Ventura
County’s Home Market For June
Just as we predicted in
January, home prices are rising quickly. We have been hoping for a larger
inventory of homes in order to help our buyers, but this is just not happening
in much of Ventura County. Across the USA,
home prices are still an average 25 percent lower than at the height of the
market in 2007/2008. This means there
are still a large number of people who are upside down on their home values and
cannot afford to put their homes on the market quite yet. As a result we simply
do not have enough homes to show our prospective home buyers.
Low inventory and strong
demand are fueling double digit price increases. In various California markets
we have seen greater than 20 percent price increases over the previous 12
months. According to MLS Listings Incorporated, home
prices rose 47 percent in Oakland and 45 percent in Santa Barbara from April’12
to April’13. The Santa Clara County – better known as Silicon Valley - has seen the median single family home price
rise to $795,000. This is near the all time peak of $850,000 set just before
the crash.
Ventura County,
especially East Ventura County has experienced very strong growth with a bit
more inventory coming to market than earlier this year.
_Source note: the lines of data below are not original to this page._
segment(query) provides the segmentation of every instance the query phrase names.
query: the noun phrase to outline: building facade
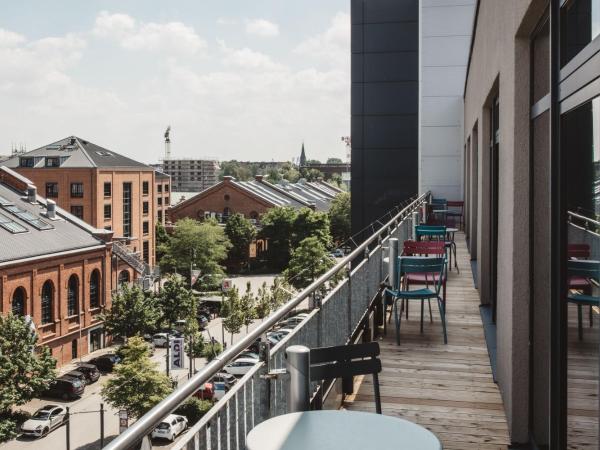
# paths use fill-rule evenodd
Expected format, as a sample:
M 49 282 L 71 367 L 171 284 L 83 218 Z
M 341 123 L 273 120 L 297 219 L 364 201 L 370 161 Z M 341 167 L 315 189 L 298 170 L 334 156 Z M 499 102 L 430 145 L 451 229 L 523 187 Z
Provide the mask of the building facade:
M 171 176 L 175 192 L 200 192 L 219 181 L 219 163 L 213 159 L 165 159 L 162 171 Z
M 0 168 L 0 313 L 31 318 L 59 365 L 107 344 L 112 232 L 96 229 Z
M 154 169 L 71 136 L 5 161 L 40 186 L 40 195 L 96 228 L 114 232 L 129 250 L 155 265 Z

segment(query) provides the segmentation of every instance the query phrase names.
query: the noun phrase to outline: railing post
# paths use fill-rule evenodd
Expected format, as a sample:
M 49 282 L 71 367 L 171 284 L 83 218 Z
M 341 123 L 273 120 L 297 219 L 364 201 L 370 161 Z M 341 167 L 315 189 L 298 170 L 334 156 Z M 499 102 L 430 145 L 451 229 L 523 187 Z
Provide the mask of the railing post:
M 310 349 L 292 345 L 285 351 L 285 365 L 290 374 L 288 413 L 310 409 Z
Once a home gets to market, our buyers have to
compete with multiple offers from other buyers and investors. Typically we have
a 2 or 3 day response time to find a new home, view it, and write an offer
before an offer is picked and accepted by the Sellers. Our Current market
resembles the 2006 market where people were writing offers on the hood of their
car after viewing a home.
Interest rates have now
begun to trend upwards and rose for the
third week in a row. Three weeks ago, they rose from 3.42 to 3.51 for a 30 year
fixed. Then the rate went to 3.59 for the week ending May 23rd. We don’t see
any near term trend changes here. Home prices are going up and that is
inflationary by itself, but our national economy is also improving. A few more
jobs and an improving stock market are also contributing to housing demand.
Just as an aside, your
family credit history has a huge impact on your ability to get a home loan.
Most people don’t spend enough time reviewing their records for mistakes or for
possible identity theft issues. Credit accuracy is a huge concern, and while better
than a few years ago, Buyers often find discrepancies on their reports which
need to be corrected before the loan process begins. You won’t have time to do
this once an offer is on the table competing for the Sellers approval.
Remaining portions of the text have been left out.